Blick unter die Motorhaube in einem Elektromini.

Fragen und Antworten Wie umweltfreundlich sind Elektroautos?

Stand: 04.05.2010 00:41 Uhr

Startschuss Elektromobilitäts-Gipfel: Die Bundesregierung will Deutschland zum Leitmarkt für Elektroautos machen. Doch ist die Technik dafür schon ausgereift? Wo liegen die Vorteile, wo die Nachteile batteriebetriebener Autos? Und wie umweltfreundlich sind sie wirklich? tagesschau.de gibt Antworten.

Was ist ein Elektroauto?

Das "reine" Elektroauto fährt ausschließlich mit elektrischem Strom: So führen Elektroautos ihre Antriebsenergie in Form von aufladbaren Akkumulatoren im Fahrzeug mit. Der Akku versorgt den Motor mit Energie, der Motor treibt wiederum die Räder an. Daneben gibt es noch eine Reihe von so genannten "Hybridfahrzeugen", in denen elektronische Antriebe mit Kraftstoffantrieben kombiniert sind.

Durch elektrische Energie angetriebene Fahrzeuge gibt es schon seit langem. In der Frühzeit der Automobile waren Elektroautos den Autos mit Verbrennungsmotor sogar überlegen: Damals war der Wirkungsgrad von Elektromotoren höher als der von Verbrennungsmotoren. Bis in das Jahr 1905 hinein hielt dieser technische Vorsprung der Elektroautos an. Erst danach wurden Fahrzeuge mit Elektromotor schrittweise von Fahrzeugen mit Verbrennungsmotor verdrängt: Die mit schweren Akkus beladenen Elektroautos konnten mit der immer höheren Reichweite von Fahrzeugen mit Kraftstoffmotoren nicht mehr mithalten. Ins Gewicht fällt dabei auch, wie die Elektrizität hergestellt und transportiert wird, bevor sie in der Batterie des Elektroautos landet. Vergleicht man jedoch den "reinen" Wirkungsgrad von Elektro- und herkömmlichen Autos, hat das Elektroauto die Nase weit vorn.
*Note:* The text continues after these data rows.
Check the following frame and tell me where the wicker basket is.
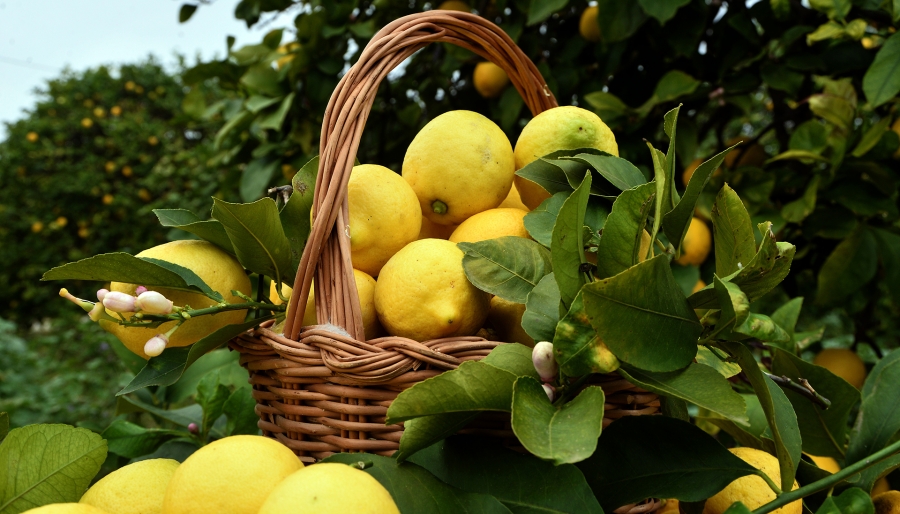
[230,11,659,514]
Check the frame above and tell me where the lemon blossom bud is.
[103,291,135,312]
[531,341,557,382]
[144,334,169,357]
[134,291,172,314]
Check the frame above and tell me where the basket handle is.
[284,11,557,341]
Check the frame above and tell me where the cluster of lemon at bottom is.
[26,435,400,514]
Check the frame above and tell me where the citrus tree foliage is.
[0,60,239,320]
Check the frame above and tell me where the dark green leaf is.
[578,416,756,512]
[457,236,552,303]
[584,255,702,371]
[0,425,106,514]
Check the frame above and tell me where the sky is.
[0,0,293,140]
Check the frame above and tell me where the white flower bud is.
[103,291,135,312]
[134,291,172,314]
[144,334,169,357]
[531,341,558,382]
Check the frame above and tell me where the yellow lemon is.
[515,106,619,210]
[269,269,381,339]
[472,61,509,98]
[403,111,515,225]
[703,448,803,514]
[100,240,252,359]
[162,435,303,514]
[347,164,422,277]
[80,459,178,514]
[450,208,531,243]
[375,239,490,341]
[578,5,601,43]
[813,348,866,389]
[488,296,534,346]
[259,462,400,514]
[675,218,712,264]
Wo liegen die Vorteile von Elektroautos?

Der Elektroantrieb bietet gegenüber dem weit verbreiteten Antrieb mit Verbrennungsmotoren einige Vorteile: So stoßen Elektroautos kein CO2 aus - in Zeiten des Klimawandels das Hauptargument für die batteriebetriebenen Fahrzeuge. Außerdem verbrauchen Elektroautos kein Benzin oder Diesel, ihr Betrieb ist also unabhängig von den Preisen auf dem weltweiten Ölmarkt. Darüber hinaus fahren Elektroautos fast lautlos. Viele sehen im Elektroauto aus diesen Gründen eine umweltfreundliche Alternative zu Fahrzeugen mit Verbrennungsmotoren.

Elektroauto Nissan "Leaf"

"Zero Emission" prangt auf den Türen von Nissans Elektroauto "Leaf": Elektroautos stoßen kein CO2 aus.

Ein weiterer Vorteil besteht in den geringen Betriebskosten: Eine Strom-Betankung kostet je nach Stromtarif sowie Verbrauch etwa 1,50 Euro für 100 Kilometer Fahrt.

Wo liegen die Nachteile von Elektroautos?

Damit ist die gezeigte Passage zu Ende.